L'oeuvre s'est mise à vivre d'une autre façon
Pourtant l'oeuvre s'est mise à vivre d'un autre façon, constate-t-elle, se posant la question sur ce qu'il advient de l'espace public, devenu virtuel : "C'est fantastique ce qui se passe avec Instagram et les réseaux sociaux : les gens qui habitent à côté postent, je leur écris, ils me répondent et ainsi des dialogues se sont créés." L'adresse de son site web était inscrite sur la colonne d'information posée à côté de l'oeuvre. Sur ce site, les passants ont trouvé son adresse mail, et ils lui écrivent. C'est ainsi qu'elle a vu à quel point la petite maison hermétiquement fermée était devenue un symbole du confinement.
Une des questions que posait Chez nous reste pourtant d'une triste actualité, renforcée par l'enfermement général. C'est celle des violences domestiques. "Quand ils ont annoncé le confinement, je me suis dit que ça allait être encore plus catastrophique pour toutes ces femmes et ces enfants qui sont enfermés avec leurs bourreaux", dit Carmen Mariscal. Deux associations avec lesquelles elle travaille, une au Mexique et l'autre en France, lui confirment qu'elles n'auront pas la place pour accueillir toutes les victimes à la levée du confinement.
"Cette 'maison' me permet de parler de cette question, d'en faire prendre conscience et de donner une visibilité à ces associations. Pour moi c'était très important dès le début et ça a encore plus d'importance aujourd'hui." Elle lance une campagne d'appel aux dons pour soutenir ces deux associations, Aurore et Espacio Mujeres.
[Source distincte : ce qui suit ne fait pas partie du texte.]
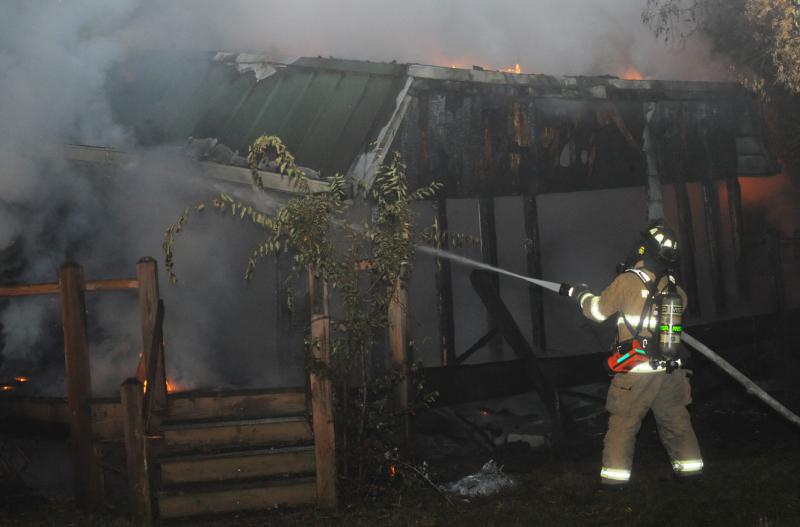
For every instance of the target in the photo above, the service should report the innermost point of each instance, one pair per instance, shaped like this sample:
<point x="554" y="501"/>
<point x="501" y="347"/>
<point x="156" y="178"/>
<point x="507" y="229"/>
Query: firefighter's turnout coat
<point x="631" y="395"/>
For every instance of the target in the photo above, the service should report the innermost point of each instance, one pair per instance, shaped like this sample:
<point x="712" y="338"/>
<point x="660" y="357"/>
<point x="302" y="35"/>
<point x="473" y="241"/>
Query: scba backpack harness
<point x="639" y="350"/>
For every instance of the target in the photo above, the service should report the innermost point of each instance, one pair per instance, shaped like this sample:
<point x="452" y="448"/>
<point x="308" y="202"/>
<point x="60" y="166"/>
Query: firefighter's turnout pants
<point x="630" y="396"/>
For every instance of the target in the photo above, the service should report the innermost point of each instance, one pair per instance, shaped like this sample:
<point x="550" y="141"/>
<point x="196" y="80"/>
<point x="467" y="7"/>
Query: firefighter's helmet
<point x="662" y="244"/>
La création au temps du confinement
Et la création, au temps du confinement, c'est comment ? "Je vais bien", confie Carmen Mariscal : "J'ai l'habitude de travailler seule à la maison. Pour un artiste c'est comme un cadeau d'avoir une sorte de retraite pour pouvoir créer sans distraction, mais je le vis plutôt comme une période de gestation de futures œuvres. Au début je me disais je vais faire ça, ça, ça, des dessins, de nouvelles photos, des petites pièces. Et puis j'ai pensé qu'il ne fallait pas forcer, que c'était une période plutôt de réflexion, pour nourrir la création des œuvres qui verraient le jour un autre jour. Je lis beaucoup, je dessine, j'écris."
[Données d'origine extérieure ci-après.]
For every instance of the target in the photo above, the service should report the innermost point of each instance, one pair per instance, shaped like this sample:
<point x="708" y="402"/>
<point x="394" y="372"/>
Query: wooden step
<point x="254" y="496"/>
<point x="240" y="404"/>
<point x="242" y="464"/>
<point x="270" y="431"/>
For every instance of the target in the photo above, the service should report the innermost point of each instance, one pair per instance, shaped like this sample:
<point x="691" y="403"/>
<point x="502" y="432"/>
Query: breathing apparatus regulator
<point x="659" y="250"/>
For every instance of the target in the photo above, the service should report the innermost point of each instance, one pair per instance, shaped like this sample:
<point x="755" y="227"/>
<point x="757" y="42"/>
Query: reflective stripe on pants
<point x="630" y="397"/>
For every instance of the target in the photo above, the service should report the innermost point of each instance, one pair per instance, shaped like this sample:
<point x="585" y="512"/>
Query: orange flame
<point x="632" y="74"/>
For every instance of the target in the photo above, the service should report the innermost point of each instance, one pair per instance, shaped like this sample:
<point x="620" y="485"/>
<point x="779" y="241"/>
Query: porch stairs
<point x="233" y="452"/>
Carmen Mariscal veut avoir espoir en l'humanité, surtout pour les jeunes : "C'est intéressant de voir ce que les autres font : au début j'étais très inquiète comme tout le monde, et puis j'ai décidé de me concentrer sur ce que les gens font de bien. Je vois qu'il y en a qui donnent tout leur temps, les soignants, les employés des supermarchés, ce sont de beaux exemples de courage et de solidarité."
Chez nous devait être retirée de la place du Palais-Royal le 28 avril. Sa créatrice a obtenu qu'elle reste jusqu'à début juin et espère qu'elle pourra y être encore quelques semaines de plus. On pourra la voir à la levée du confinement. "J'ai beaucoup de chance parce que c'est une pièce qui est dans l'espace public. La place est tellement grande qu'il n'y a pas de risque qu'on dise que les gens sont côte à côte." Les grilles avec les cadenas appartiennent à la Ville de Paris et l'oeuvre pourrait être détruite. Mais l'artiste aimerait qu'elle soit conservée. Pas pour devenir un monument du confinement mais en hommage à tous les gens qui travaillent, les bénévoles des associations et les personnels soignants.